Genete hice unos pcb utilizando ares de proteus, pero o realice el esquematico en isis directamente, trace las pistas, lo que no puedo realizar es unir los pines que van a masa de los componentes con el  plano de masa, agradeceria mucho que me den una mano...


----------



## lubeck (Oct 11, 2010)

Con el Plane Generator le dices  que lineas conecte a tierra... 
Menu Tools->power plane generator...
y para el grueso pulsas el icono de Traces y en relief defines el ancho...


----------



## Lobo Solitario (Oct 15, 2010)

lo que  ocure que en el plane generator la unica opcion que me muestra es la de none ninguna de todas las demas, yo directamente dibuje el  pcb en ares, no realice el esquematico en isis, como solucionar el problema...


----------



## lubeck (Oct 15, 2010)

Ok...

al pin que quieras conectar a tierra dale click derecho y en el popup busca uno que dice "edit pin..." despues en la ventana de dialogo "edit single pin" busca el combo relief y ponlo en Thermal


----------



## Lobo Solitario (Oct 16, 2010)

Gracias viejo, sos un groso, disculpa las molestias recien estoy empezando en esto para lo que necesites ya sabes me pegas un grito, estoy para lo que te sea util nos vemos...


----------



## Simon21 (Dic 13, 2012)

Hola a todos, el inconveniente que estoy teniendo es similar al que acaban de publicar, ya que no he realizado ningun esquematico en ISIS proteus antes de realizar el pcb, simplemente he ruteado por completo el PCB, por lo que cuando genero el plano de masa no me deja puentearlo a las pistas ni a los pines, ya que en la opcion NET me aparece none ya que no tengo generado ningun net.   

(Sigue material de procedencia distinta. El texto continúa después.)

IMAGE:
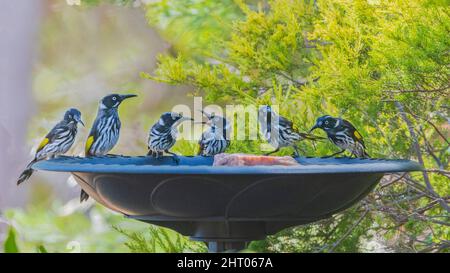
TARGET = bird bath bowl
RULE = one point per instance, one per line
(225, 206)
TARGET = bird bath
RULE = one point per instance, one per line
(225, 206)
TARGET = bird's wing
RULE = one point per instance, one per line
(355, 134)
(52, 135)
(201, 143)
(44, 142)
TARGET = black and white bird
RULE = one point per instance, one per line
(279, 131)
(57, 142)
(163, 134)
(215, 139)
(105, 131)
(342, 134)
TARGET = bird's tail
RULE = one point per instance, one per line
(26, 173)
(84, 196)
(311, 136)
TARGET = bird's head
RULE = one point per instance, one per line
(114, 100)
(215, 120)
(172, 119)
(73, 115)
(325, 123)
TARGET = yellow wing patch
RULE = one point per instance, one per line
(89, 142)
(43, 143)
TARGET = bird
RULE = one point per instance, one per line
(279, 131)
(214, 140)
(57, 142)
(105, 130)
(342, 134)
(163, 135)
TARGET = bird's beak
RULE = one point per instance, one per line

Agradecería alguna respuesta.

Saludos a todos


----------



## josb86 (Ago 18, 2013)

es posible con ares modificar el tamaño de todos los pins de un componentes?


----------



## ByAxel (Ago 18, 2013)

josb86 dijo:


> es posible con ares modificar el tamaño de todos los pins de un componentes?



Si.
Por ejemplo: Seleccionas la herramienta Pad y escojes un tamaño de la lista, luego das clic al centro del pad que quieres cambiar y listo, el nuevo pad ya tiene un nuevo tamaño y/o forma.
Puedes agregar otros tamaños de pad desde el menú "Library->New Pad Style" o crear un componente con estilos personalizados.

Saludos.


----------